Computer Science

Real-Time Sign Language Recognition Based on Motion Gesture Identification Using Wireless Body Area Sensors

Publié le - Thomas S. Clary

Auteurs : Osman Salem, Philippe Ea, Ahmed Mehaoua, Raouf Boutaba

To improve the communication between deaf and hearing individuals using handheld devices, we propose a lightweight approach for the quick identification of words in American Sign Language (ASL). The main idea is to convert hand gestures of ASL into words displayed on the SmartPhone. We used two Myo armbands on both hands to acquire inertial data and muscular activities during movements. We paired the Myo with a smart screen (SmartPhone or tablet) that receives, aggregates, classifies the data, and translates the Myo signals into the corresponding ASL words, which is displayed as readable text (or voice) and can be understood by normal people who cannot understand ASL. Deaf uses sign language for everyday communication. Therefore, it would be interesting to assign and translate such gestures to text or speak in mobile applications. This will allow the mapping of these gestures to general input for interactive applications, as well as to establish a simultaneous interpretation system between spoken languages and sign language.
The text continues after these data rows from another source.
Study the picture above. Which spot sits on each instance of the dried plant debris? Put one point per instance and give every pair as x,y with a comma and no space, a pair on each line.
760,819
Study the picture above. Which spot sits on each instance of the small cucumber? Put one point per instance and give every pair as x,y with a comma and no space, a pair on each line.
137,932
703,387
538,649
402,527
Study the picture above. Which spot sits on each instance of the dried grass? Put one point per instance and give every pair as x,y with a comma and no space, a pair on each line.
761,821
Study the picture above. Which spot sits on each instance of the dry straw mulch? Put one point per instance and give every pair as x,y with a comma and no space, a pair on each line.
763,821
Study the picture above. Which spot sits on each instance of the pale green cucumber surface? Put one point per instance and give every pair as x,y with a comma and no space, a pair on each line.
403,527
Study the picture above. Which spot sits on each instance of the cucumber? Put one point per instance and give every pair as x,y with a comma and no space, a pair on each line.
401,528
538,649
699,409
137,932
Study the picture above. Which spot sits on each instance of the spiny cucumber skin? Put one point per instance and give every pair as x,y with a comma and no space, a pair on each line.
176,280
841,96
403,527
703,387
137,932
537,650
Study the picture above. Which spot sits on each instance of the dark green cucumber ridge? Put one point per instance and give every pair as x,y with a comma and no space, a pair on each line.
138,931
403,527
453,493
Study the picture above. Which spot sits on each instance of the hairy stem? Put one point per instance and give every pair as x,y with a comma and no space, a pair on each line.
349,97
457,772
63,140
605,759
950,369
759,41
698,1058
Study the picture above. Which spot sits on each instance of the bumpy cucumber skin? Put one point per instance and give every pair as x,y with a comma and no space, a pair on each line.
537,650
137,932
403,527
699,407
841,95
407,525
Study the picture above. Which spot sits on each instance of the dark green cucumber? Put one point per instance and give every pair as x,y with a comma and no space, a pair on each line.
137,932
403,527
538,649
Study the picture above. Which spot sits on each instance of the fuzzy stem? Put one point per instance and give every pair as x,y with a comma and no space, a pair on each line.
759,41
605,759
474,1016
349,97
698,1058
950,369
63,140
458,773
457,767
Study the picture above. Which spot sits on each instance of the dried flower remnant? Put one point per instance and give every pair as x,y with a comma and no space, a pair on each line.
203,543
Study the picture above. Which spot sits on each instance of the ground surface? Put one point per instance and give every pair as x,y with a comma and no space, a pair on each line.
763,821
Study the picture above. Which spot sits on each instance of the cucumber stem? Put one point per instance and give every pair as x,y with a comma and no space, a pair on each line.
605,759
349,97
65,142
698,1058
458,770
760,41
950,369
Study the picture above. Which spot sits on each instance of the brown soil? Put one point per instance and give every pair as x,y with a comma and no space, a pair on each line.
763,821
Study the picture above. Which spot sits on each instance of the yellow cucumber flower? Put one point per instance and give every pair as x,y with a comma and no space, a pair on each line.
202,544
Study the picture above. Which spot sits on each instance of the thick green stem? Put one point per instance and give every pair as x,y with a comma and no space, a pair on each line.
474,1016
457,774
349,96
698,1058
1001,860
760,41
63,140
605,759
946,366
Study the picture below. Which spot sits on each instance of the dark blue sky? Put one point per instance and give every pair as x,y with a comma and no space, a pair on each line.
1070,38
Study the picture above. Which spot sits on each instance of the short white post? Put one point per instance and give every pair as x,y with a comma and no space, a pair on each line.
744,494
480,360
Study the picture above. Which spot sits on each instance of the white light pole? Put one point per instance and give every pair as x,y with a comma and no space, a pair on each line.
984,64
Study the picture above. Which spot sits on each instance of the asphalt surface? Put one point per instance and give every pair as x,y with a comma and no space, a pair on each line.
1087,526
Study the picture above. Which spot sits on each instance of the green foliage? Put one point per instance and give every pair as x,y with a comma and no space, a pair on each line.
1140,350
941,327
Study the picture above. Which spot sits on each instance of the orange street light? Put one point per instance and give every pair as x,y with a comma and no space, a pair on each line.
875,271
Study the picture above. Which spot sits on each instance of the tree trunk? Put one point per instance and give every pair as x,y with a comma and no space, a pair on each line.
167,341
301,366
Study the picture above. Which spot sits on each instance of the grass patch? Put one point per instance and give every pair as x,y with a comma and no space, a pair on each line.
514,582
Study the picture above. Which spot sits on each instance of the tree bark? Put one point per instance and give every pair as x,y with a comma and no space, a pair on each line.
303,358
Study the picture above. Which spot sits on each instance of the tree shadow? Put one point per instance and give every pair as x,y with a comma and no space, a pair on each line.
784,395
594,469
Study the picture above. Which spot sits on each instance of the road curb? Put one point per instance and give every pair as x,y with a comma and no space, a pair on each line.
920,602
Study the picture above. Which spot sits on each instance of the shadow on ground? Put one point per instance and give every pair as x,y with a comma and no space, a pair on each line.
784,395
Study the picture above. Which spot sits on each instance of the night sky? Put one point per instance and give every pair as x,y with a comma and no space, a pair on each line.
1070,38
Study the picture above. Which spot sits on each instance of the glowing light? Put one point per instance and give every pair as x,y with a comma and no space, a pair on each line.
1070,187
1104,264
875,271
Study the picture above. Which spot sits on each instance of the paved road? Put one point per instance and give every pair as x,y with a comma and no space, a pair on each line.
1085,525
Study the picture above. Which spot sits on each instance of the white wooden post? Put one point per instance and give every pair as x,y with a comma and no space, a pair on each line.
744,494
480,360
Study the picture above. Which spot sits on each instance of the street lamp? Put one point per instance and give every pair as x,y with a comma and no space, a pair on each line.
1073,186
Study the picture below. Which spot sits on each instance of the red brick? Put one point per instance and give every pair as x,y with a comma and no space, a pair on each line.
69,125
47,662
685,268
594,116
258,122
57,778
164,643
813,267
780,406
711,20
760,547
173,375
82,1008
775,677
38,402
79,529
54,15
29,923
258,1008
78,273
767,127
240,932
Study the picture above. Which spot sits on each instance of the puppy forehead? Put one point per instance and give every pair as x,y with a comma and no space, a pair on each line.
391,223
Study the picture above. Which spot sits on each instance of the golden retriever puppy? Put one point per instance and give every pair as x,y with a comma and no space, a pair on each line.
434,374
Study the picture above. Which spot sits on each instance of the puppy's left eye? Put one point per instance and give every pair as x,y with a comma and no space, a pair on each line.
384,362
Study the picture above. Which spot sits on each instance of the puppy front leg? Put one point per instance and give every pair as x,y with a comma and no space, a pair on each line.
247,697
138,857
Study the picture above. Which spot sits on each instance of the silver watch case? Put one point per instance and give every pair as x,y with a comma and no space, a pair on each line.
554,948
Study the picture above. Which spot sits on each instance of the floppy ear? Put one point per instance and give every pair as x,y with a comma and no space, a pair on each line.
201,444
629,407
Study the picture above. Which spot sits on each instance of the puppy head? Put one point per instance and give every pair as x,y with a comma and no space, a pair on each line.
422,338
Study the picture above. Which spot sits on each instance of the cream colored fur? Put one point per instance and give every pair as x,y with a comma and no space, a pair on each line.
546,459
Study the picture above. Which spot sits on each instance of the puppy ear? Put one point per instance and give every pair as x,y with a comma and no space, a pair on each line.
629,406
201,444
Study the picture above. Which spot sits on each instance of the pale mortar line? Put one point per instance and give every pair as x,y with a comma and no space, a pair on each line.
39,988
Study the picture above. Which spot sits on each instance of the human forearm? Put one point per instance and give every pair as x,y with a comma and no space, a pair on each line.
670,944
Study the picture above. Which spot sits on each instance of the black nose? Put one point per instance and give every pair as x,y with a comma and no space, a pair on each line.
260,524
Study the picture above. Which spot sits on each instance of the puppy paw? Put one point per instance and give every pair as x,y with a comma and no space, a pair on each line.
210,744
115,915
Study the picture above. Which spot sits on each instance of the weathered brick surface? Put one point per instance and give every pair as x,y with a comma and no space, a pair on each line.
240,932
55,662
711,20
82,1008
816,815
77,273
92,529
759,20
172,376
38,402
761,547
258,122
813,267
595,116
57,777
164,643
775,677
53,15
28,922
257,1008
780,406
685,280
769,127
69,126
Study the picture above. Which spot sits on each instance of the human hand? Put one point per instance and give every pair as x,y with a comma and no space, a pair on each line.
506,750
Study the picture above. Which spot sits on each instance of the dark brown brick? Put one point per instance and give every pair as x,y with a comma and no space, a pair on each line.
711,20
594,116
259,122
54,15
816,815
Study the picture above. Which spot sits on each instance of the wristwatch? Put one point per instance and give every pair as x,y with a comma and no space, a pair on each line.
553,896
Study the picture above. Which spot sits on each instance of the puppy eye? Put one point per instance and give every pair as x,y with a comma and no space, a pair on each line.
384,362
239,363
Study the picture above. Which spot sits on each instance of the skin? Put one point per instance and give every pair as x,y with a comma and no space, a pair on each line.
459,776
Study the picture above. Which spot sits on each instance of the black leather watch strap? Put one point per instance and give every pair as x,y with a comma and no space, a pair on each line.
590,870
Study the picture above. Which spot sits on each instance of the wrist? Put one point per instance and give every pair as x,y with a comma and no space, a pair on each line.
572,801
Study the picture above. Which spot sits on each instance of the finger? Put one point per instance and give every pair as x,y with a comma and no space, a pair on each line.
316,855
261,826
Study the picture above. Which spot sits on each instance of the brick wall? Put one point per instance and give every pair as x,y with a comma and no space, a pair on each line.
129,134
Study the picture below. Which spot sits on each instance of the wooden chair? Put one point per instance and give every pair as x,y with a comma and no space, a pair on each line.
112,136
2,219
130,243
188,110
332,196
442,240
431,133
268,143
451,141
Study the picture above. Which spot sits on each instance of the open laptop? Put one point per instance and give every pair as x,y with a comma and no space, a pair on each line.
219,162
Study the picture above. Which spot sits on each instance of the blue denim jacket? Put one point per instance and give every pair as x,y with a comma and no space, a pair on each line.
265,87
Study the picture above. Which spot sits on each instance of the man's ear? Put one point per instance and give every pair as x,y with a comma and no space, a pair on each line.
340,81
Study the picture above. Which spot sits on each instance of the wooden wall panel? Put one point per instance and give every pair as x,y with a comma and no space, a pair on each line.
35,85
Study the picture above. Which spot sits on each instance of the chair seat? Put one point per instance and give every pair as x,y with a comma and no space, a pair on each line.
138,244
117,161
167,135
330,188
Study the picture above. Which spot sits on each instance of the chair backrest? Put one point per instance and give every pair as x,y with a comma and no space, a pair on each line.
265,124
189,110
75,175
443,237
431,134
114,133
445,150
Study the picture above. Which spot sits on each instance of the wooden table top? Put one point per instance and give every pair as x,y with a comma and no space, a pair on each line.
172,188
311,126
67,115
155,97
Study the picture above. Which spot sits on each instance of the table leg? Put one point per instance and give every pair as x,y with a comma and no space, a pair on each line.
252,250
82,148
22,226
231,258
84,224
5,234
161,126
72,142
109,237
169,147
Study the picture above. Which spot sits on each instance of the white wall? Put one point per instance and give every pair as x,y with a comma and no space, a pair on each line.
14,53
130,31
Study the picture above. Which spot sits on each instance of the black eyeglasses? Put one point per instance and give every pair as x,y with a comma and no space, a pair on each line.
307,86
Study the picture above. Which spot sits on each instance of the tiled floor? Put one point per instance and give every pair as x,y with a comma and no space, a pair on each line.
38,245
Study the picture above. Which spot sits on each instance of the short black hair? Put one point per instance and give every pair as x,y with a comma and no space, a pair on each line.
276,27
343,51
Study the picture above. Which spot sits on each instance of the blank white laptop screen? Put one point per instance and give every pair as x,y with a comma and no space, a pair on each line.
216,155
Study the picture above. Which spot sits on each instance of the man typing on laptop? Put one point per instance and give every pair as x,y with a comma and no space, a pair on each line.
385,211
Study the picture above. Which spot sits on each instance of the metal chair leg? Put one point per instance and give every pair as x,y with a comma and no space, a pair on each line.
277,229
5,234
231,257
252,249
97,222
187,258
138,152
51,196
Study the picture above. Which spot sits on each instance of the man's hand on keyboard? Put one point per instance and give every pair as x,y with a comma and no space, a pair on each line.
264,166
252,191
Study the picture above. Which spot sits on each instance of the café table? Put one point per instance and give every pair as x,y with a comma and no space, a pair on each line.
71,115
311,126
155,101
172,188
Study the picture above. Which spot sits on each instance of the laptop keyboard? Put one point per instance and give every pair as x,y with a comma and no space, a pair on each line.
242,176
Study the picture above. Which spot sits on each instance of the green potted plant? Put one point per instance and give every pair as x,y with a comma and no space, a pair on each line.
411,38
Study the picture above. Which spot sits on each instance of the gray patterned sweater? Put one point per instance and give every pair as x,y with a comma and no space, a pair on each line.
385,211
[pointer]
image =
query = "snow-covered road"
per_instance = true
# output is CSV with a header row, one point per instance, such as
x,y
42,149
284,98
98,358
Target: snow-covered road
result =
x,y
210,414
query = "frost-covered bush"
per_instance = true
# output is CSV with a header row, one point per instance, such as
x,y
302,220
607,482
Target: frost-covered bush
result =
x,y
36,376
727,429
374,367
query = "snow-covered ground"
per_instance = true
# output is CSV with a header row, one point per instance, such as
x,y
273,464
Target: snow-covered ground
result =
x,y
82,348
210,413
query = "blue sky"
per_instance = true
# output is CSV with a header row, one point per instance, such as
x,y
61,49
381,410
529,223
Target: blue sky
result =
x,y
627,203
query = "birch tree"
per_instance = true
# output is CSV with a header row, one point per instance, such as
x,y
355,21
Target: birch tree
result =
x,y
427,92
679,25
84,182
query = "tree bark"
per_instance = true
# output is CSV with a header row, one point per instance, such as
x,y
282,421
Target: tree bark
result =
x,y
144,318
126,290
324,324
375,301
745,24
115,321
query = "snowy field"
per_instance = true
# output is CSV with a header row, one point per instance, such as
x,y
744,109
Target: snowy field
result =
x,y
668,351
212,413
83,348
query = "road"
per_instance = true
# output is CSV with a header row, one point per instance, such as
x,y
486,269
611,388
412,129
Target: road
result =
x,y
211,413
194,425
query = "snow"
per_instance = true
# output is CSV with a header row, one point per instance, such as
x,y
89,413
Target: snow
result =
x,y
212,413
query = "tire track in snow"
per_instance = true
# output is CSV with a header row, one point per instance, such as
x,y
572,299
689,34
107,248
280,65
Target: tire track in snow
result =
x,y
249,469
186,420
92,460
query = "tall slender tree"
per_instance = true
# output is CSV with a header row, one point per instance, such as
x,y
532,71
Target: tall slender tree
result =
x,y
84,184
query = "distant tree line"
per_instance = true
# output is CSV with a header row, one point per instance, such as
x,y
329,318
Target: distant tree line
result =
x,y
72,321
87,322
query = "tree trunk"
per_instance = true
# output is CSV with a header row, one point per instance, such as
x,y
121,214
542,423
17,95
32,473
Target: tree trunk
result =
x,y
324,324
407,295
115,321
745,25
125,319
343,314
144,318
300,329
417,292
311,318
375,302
To reduce processing complexity and memory usage in portable devices, we propose an aggregation technique on the acquired data to reduce the dimensionality. The extracted features from the aggregated data were then fed into several classifiers, namely Support Vector Machine (SVM), Random Forest (RF), and Decision Tree (DT) to identify the associated word. Our experimental results demonstrate that our data aggregation approach significantly reduces the processing time with similar recognition accuracy compared to SVM, RF, and DT classifiers without aggregation. The conducted experiments and the performance analysis reveal that our proposed approach achieves faster processing times when compared to existing works and has a recognition accuracy of 98%.